How we work: six-week development cycles

Our product and engineering teams at FishingBooker work in six-week cycles. This fixed cadence serves to give us an internal sense of urgency, works as a soft limit to keep projects from ballooning, and provides a regular interval to decide what we’re working on.

We’ve tried scrum, quarterly OKR cycles, and we’ve tried no plan at all. All of these models were cool to try but fell apart within weeks or months.

Problems with quarterly OKRs for product

We’ve found that this simple truth applies: the further out you plan, the more inaccurate your commitments become.

  • Our team was spending too much time planning upfront. Planning is necessary, but great teams want to be building. So much time spent planning means the job is less fun and hands-on.
  • No matter how hard we tried, our plans were mostly fiction. As a result, the team either felt scared to commit (because we were overambitious) or de-motivated (because the goal was too easy to hit).
  • People across the company soon realized that our plans aren’t reliable, so the product team risked losing credibility.
  • Our plans felt like artificial constraints that we were constantly having to re-adjust, while never being able to actually break free.

Now, instead of using a quarterly cycle, we keep our roadmaps prioritized in three timeframes: this cycle, next, or later. That’s it.

The general concept of cycles extends to all departments, whether in six weeks (product and engineering) or 12 weeks (how long an OKR cycle lasts). It provides us with a regular rhythm, much needed flexibility, and a large enough timeframe to accomplish big things six weeks at a time.

Accountability matters

The scope of each six-week cycle project is specific, and people are held accountable for their completion. We don’t expect perfection. Missing goals happens. But teams should feel good about what they’re committing to – that it’s achievable and something they’d feel proud about delivering in six weeks. Missing goals shouldn’t be painless.

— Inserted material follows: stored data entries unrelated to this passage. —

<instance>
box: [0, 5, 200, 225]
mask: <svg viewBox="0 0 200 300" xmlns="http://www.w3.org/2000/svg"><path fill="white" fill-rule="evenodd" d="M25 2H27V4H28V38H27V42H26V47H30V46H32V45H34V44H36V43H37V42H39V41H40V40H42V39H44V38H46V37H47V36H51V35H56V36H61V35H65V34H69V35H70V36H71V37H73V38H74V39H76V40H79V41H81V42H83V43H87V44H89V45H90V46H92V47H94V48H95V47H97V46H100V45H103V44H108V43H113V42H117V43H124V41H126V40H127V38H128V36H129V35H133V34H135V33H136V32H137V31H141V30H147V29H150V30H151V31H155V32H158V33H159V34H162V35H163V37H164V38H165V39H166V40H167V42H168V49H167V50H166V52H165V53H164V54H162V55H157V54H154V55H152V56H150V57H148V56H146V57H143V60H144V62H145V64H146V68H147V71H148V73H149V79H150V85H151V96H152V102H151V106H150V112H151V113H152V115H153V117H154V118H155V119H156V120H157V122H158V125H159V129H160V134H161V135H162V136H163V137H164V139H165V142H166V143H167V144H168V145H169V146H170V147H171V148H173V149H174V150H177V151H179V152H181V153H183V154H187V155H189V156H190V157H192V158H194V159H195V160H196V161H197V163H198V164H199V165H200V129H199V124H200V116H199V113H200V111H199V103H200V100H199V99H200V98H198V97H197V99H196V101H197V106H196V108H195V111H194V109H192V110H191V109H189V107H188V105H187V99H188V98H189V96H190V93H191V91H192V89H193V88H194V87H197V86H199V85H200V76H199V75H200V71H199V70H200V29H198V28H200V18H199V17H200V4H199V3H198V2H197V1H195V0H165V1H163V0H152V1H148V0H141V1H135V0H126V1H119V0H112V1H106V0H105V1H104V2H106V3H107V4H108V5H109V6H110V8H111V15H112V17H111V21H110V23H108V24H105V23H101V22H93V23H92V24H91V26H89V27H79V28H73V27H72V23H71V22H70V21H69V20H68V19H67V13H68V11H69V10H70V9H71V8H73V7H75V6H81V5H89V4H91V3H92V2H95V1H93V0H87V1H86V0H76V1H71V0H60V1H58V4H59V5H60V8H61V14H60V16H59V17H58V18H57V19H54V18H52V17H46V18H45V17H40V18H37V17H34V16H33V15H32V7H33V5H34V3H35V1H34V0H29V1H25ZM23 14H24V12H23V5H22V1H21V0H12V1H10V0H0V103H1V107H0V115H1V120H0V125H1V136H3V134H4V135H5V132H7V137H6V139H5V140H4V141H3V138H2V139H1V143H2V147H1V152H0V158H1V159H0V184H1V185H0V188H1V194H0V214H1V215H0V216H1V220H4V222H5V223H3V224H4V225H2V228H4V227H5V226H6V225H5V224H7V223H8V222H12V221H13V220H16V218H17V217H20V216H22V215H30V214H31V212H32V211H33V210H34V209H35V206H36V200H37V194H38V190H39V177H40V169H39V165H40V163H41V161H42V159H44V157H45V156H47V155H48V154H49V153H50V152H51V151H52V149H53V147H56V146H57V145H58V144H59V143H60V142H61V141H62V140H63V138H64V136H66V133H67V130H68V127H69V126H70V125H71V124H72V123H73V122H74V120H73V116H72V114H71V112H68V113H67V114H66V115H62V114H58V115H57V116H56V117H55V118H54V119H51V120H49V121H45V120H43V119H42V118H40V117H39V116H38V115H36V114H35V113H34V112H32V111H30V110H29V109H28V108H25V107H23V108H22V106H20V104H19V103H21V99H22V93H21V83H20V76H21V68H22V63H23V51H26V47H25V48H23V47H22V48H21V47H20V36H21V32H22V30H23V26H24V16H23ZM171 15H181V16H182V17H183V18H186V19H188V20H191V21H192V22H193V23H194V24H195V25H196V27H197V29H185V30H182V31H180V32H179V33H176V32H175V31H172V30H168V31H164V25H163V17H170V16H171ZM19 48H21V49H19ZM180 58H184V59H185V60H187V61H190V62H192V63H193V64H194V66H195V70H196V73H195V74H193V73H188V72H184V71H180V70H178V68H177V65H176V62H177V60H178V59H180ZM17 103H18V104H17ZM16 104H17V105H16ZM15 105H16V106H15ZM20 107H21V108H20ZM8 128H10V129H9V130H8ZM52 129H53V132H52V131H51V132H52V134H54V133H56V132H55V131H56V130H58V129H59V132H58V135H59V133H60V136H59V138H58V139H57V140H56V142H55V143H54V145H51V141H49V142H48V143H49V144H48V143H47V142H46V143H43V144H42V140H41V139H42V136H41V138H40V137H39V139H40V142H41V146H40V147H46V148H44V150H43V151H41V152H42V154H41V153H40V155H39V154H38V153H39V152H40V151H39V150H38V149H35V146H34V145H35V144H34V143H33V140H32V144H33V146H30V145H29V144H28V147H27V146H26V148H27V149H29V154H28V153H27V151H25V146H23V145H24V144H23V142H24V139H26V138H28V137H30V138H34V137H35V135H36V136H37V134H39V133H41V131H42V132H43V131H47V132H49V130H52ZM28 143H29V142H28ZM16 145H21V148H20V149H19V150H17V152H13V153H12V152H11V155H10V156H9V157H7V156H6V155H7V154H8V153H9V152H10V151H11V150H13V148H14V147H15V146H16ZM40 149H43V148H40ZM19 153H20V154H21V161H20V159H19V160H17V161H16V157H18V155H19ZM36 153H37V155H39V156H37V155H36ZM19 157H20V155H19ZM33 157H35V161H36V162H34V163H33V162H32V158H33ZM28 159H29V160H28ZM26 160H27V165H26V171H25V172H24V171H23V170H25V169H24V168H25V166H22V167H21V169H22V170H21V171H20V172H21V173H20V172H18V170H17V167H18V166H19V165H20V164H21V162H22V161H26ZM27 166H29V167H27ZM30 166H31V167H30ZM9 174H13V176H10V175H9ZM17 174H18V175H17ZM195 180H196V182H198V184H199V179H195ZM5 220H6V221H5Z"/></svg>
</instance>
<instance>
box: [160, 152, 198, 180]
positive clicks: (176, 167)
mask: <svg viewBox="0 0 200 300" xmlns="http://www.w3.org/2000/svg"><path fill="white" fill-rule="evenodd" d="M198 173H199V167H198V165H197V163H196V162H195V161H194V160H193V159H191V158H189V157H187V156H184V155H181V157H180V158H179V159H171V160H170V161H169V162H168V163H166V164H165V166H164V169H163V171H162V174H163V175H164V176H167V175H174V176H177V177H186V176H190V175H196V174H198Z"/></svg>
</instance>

They’re not delivery cycles

Our planning and commitment timeframe is six weeks, but not everything we decide to work on has to take that long. One project might be designed, built, and released in just a couple of weeks, while others will span across a couple of cycles. Engineers are expected to release product the whole way through a cycle. And sometimes you’ll hit your main goal in week three or four. That’s all totally fine. Six weeks is simply our planning and commitment timeline. It’s our structure to help give our team the right level of predictability and foresight.

For sizing, we’ve introduced Big Batch and Small Batch work. In Big Batch, we work on a single feature that’s likely to take the entire six weeks. In Small Batch, we work on stuff that won’t take longer than two weeks at the most. So we can get more like 3–5 smaller things done in a single cycle.

We will typically spend the first week of a cycle cooling down, dealing with various backlogs or bug smashes, and figuring out what we should tackle next.

We’re currently naming the cycles after fish species. Previous names include Sailfish, Kingfish, Ladyfish, Mahi Mahi, and Zander.